SW1 is a standard 2PDT true-bypass footswitch. Wire input jack tip → switch input → IN pad on PCB; OUT pad → switch output → output jack tip. The middle pole switches the LED if you fit one.

Pot mounting detail

Pot mounting — note the small bracket has been clipped off before fitting. Don't forget this step before you mount the board in the enclosure.

Clip the pot bracket. The small mounting bracket on the side of each board-mount pot must be clipped off before you mount the assembly into the enclosure — otherwise it will foul on the pot mounting hole.
06

Setup & Trimming

Once built, the U-Boot needs two settings dialled in: the suboctave level (R22 trimpot) and the tracking threshold (TRACK pot, normally on the front panel).

R22 — Suboctave level

R22 (100 kΩ trimpot, on-board) sets the absolute level of the suboctave signal before it is summed with the dry. Plug in your guitar, set MIX fully clockwise (suboctave only), and play a clean note in the middle of the guitar's range (around the 12th fret of the A string). Adjust R22 until the suboctave is roughly the same level as the dry signal would be. Once set, you rarely need to revisit this.

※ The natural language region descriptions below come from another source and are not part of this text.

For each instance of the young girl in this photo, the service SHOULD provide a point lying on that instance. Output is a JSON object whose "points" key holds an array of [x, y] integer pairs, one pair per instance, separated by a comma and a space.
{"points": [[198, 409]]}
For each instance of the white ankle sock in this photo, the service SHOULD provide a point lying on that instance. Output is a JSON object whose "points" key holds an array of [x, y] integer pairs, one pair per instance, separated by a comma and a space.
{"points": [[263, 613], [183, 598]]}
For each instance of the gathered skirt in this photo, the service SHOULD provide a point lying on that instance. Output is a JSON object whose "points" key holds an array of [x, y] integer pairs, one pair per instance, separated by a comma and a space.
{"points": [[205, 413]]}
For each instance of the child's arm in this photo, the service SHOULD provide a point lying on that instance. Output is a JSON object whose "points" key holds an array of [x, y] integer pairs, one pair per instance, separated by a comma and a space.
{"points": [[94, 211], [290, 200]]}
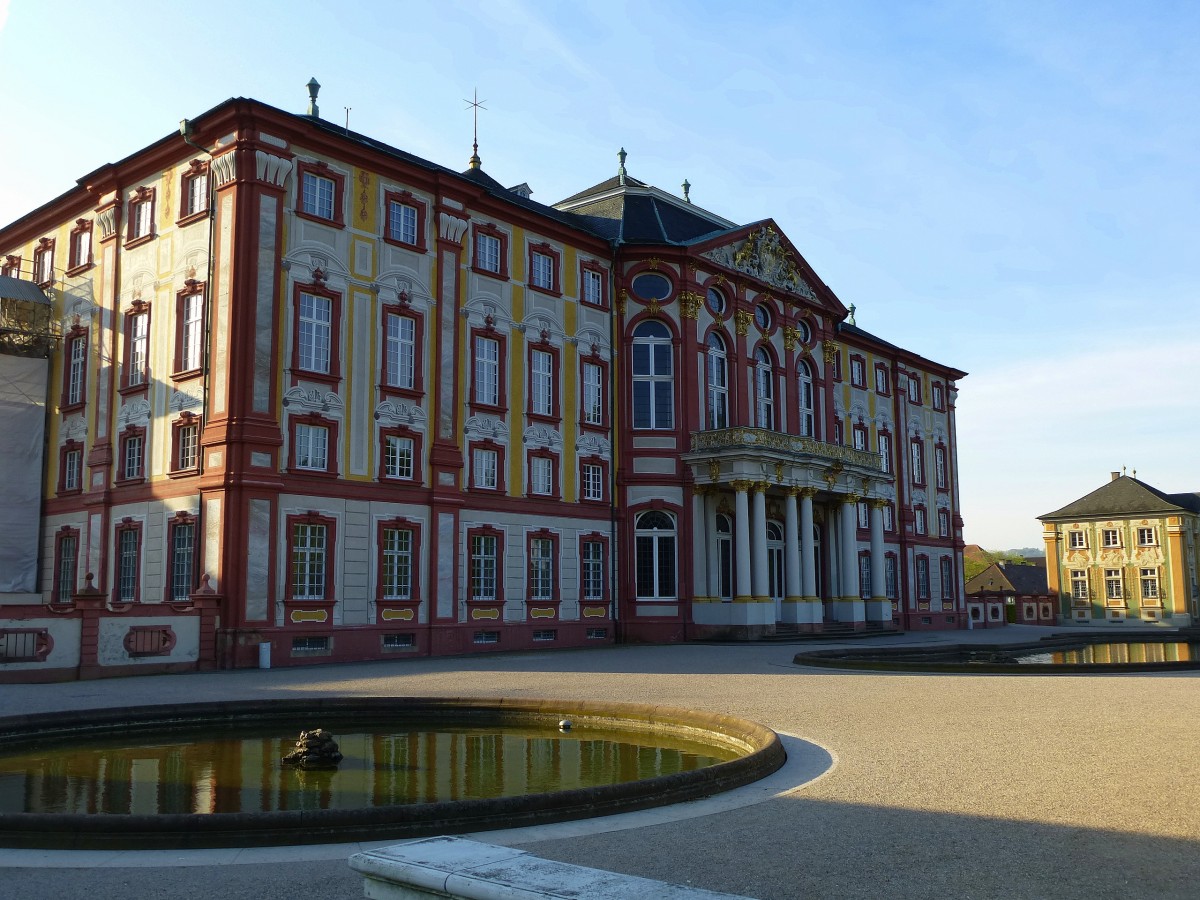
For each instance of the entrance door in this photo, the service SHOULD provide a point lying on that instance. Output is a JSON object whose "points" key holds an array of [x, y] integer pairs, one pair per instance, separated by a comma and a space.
{"points": [[775, 567]]}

TRACK — Tracking threshold

The TRACK pot adjusts where the comparator triggers. Start with TRACK at noon. Play a clean sustained note on the lowest string. If the suboctave wobbles, drops out or octaves up unexpectedly, sweep TRACK slowly until you find the cleanest lock. Single-coils typically want TRACK between noon and 2 o'clock; humbuckers between 9 and noon.

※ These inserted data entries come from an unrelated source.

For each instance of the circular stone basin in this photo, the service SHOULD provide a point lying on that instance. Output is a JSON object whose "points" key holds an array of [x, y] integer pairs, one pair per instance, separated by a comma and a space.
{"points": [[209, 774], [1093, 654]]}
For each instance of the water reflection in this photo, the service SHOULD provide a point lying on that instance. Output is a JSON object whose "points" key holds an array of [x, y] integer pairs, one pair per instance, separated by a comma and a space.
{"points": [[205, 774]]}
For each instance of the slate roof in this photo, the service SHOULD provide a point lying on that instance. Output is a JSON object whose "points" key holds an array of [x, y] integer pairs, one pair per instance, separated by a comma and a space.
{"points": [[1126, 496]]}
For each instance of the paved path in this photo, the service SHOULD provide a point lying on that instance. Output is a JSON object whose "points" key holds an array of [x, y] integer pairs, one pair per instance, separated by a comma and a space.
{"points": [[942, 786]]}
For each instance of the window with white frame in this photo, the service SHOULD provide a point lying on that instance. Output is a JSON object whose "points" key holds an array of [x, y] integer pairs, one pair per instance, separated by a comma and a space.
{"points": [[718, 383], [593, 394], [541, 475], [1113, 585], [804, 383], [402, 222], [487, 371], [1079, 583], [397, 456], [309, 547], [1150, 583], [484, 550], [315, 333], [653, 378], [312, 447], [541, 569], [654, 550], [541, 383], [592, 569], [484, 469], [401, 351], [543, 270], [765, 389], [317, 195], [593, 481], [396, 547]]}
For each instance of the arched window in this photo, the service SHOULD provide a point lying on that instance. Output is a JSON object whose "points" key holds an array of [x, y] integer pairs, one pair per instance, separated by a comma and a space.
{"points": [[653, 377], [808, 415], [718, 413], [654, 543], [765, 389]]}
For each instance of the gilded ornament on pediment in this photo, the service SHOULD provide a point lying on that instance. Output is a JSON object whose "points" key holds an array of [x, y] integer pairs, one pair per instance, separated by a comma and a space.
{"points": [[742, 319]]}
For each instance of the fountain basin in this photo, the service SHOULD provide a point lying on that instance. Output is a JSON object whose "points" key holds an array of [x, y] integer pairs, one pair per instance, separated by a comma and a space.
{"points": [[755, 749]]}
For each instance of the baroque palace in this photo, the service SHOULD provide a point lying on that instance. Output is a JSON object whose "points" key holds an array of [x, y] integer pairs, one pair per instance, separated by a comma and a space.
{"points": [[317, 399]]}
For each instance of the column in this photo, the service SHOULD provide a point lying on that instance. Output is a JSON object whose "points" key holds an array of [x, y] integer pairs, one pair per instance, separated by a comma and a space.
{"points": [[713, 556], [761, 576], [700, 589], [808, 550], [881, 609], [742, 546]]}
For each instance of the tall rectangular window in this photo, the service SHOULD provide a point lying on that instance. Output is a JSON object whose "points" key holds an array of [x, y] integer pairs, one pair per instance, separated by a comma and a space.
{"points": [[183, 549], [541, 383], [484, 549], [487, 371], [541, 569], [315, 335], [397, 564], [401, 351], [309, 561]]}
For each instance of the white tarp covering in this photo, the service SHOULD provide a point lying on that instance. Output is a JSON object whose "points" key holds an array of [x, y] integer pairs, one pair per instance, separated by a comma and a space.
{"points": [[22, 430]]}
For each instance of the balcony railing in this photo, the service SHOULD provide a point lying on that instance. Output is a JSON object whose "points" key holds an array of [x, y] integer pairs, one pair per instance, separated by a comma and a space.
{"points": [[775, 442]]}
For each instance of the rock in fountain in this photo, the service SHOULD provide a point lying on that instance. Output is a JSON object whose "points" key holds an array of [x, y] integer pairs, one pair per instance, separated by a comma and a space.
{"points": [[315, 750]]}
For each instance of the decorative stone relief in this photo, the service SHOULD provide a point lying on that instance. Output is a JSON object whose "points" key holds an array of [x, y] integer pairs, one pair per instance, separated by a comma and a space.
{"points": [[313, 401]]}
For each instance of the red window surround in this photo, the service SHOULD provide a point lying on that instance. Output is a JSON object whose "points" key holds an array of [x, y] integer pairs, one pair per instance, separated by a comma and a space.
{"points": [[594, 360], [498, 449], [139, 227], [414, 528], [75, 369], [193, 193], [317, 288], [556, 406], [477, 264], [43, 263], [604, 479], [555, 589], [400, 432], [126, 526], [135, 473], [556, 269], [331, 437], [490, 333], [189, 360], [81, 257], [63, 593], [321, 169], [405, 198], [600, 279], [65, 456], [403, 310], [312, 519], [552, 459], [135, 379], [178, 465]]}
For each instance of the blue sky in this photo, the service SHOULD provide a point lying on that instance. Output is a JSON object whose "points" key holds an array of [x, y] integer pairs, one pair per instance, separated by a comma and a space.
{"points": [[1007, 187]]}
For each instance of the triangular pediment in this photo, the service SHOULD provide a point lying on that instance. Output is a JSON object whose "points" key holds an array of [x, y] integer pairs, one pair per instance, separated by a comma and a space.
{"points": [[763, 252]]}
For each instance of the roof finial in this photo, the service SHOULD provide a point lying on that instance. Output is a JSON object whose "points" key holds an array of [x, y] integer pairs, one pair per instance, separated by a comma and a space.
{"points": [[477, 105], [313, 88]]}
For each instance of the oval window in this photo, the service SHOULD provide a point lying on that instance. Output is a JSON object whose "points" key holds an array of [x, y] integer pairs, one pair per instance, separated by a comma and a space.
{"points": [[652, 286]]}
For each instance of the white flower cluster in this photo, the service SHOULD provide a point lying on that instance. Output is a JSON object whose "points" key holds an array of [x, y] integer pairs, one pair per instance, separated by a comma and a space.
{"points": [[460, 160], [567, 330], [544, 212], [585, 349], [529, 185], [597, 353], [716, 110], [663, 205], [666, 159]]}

Best signal chain placement. Place U-Boot first in the chain after your guitar (before tuner, drives, fuzzes). The cleaner the input fundamental, the better the divider locks. Compressors before U-Boot can help with sustain; drives after U-Boot give classic Boss OC-2-style fuzz-bass tones.
Tracking limits. Like every analogue octave-down design, U-Boot tracks monophonic signals only. Chords will produce intermodulation artefacts (this is by design). For best results, play single notes with clear attack and let them ring.

Final word

Thanks to Merlin there's a clean alternative to the well-known OC-2 circuit that most octave-down pedals are built around. With the small additions on the V1.5 board it tracks even better for some pickups. Enjoy the build.

Disclaimer & Licence

PCBs purchased from TH Custom Effects are intended for DIY and non-commercial use only. Redistribution of PCBs and artwork from this document is not permitted. You may use these instructions and PCBs to build and sell your own product based on PCBs ordered from TH Custom Effects.

© TH Custom Effects 2014–2026. Build documentation V1.5.